Further, the sequence of the primer P3 in the step b is 5'CCGGAATTCAATAAGTTTGAATATCGAAC 3'; the sequence of the primer P4 is 5'CCGCTCGAGACTCCTCTCGACTTTTTC 3'。
Further, the bold part in the primer P3 sequence is an EcoR I enzyme cutting site, and the underlined part is an enzyme cutting protection base; the bold part in the sequence of primer P4 is Xho I cleavage site, and the underlined part is the cleavage protection base.
Further, the PCR reaction system in step c is a 25 μ l system, specifically: PYES2-NTA-AMP-PA-10 plasmid and Taq enzyme each 0.5. mu.l, upstream and downstream primers each 1. mu.l, buffer 2.5. mu.l, dNTP 1.5. mu.l, ddH2O 18μl。
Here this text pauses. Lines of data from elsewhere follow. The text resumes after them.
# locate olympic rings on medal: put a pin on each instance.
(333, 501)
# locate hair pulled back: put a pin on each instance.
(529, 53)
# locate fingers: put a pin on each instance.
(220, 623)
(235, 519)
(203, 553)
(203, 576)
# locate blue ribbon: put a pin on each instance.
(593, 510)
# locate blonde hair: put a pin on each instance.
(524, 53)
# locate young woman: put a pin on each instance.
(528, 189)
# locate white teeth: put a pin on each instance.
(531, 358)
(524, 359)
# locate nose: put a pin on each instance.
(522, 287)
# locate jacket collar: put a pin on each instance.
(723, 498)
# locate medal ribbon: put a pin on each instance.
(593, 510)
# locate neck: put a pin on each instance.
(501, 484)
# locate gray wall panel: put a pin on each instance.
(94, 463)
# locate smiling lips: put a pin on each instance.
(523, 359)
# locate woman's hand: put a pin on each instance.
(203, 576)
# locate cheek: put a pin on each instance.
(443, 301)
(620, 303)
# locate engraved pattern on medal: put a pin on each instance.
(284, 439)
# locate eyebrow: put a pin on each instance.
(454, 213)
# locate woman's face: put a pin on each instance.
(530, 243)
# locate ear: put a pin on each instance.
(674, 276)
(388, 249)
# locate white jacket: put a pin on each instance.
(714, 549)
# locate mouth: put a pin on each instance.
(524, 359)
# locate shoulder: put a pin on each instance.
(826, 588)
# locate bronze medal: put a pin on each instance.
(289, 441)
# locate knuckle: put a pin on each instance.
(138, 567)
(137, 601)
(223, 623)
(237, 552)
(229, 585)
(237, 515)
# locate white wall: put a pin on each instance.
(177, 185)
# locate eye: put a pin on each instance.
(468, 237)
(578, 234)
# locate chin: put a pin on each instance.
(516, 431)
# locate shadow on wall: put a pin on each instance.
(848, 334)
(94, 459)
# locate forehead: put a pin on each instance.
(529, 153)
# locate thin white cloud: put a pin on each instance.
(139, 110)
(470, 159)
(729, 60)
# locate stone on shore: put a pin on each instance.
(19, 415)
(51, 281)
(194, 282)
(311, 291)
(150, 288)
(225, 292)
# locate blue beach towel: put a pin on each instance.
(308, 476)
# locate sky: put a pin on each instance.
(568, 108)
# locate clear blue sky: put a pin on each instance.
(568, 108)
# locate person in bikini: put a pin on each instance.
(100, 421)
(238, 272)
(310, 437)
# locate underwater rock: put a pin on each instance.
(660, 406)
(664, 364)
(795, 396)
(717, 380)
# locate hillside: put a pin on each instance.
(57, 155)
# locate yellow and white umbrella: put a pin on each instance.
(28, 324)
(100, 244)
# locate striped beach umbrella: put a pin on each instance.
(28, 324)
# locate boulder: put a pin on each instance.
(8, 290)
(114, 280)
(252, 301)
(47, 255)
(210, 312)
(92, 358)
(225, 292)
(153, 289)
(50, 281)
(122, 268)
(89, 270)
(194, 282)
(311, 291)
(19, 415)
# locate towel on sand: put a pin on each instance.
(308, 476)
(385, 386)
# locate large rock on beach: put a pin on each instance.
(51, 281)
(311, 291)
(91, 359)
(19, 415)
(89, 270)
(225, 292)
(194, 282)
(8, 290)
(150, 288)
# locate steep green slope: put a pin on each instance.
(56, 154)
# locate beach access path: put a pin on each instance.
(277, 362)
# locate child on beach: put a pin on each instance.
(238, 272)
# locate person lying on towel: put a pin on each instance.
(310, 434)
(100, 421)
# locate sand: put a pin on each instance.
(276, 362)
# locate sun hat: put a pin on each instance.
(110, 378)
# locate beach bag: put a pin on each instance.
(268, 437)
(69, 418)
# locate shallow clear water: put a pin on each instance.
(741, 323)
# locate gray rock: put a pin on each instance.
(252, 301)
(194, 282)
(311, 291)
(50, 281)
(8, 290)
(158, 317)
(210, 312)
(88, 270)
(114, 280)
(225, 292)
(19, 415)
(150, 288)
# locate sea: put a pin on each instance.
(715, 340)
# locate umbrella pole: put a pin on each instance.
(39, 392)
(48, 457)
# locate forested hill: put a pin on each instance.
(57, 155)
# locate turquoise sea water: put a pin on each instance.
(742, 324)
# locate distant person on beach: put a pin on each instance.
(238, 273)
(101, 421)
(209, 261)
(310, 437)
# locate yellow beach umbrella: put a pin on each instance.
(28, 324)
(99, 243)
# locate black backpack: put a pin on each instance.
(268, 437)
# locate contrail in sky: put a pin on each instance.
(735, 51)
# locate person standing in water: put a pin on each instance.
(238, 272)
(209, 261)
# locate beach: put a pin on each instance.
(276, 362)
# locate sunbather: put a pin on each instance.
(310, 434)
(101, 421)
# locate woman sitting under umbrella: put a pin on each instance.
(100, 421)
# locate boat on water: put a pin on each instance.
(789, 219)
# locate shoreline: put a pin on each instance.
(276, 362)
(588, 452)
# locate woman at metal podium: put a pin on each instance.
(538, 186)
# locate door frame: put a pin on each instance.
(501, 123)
Further, the PCR procedure described in step c is: pre-denaturation at 95 ℃ for 5 min; denaturation at 94 ℃ for 30S; annealing at 62.3 ℃ for 30S; stretching at 72 ℃ for 20S, and circulating for 35 times; final extension at 72 ℃ for 10 min.
Wherein, the inducing culture conditions in the step (4) are as follows: inoculating the strain with correct sequencing into 100ug/ml Amp LB liquid culture medium, culturing at 37 deg.C under 200rpm overnight with shaking for 11h, taking the strain according to the ratio of 1:100, adding into 100ug/ml Amp LB liquid culture medium, culturing at 37 deg.C under 200rpm until OD reaches 0.5-0.6, and adding IPTG to make the induction concentration reach 0.4 mM. The culture was induced at 30 ℃ for 3.5h with shaking at 200 rpm.
Wherein, the separation and purification condition parameters in the step (4) are as follows: dialyzing the enzyme digestion sample into 0.01M PBS, centrifuging at 12000rpm, and loading by using GE S200-24; mixing the following raw materials in a buffer solution: elution was performed with 0.01M PBS, pH7.4, 30mM NaCl, flow rate 0.2 ml/min.
The length of the nucleotide sequence of the antibacterial peptide AMP-PA-10 gene is 132 bp.
The antibacterial peptide AMP-PA-10 has an obvious antibacterial effect, particularly on staphylococcus aureus and salmonella; the antibacterial peptide AMP-PA-10 also has an inhibitory effect on pseudomonas aeruginosa.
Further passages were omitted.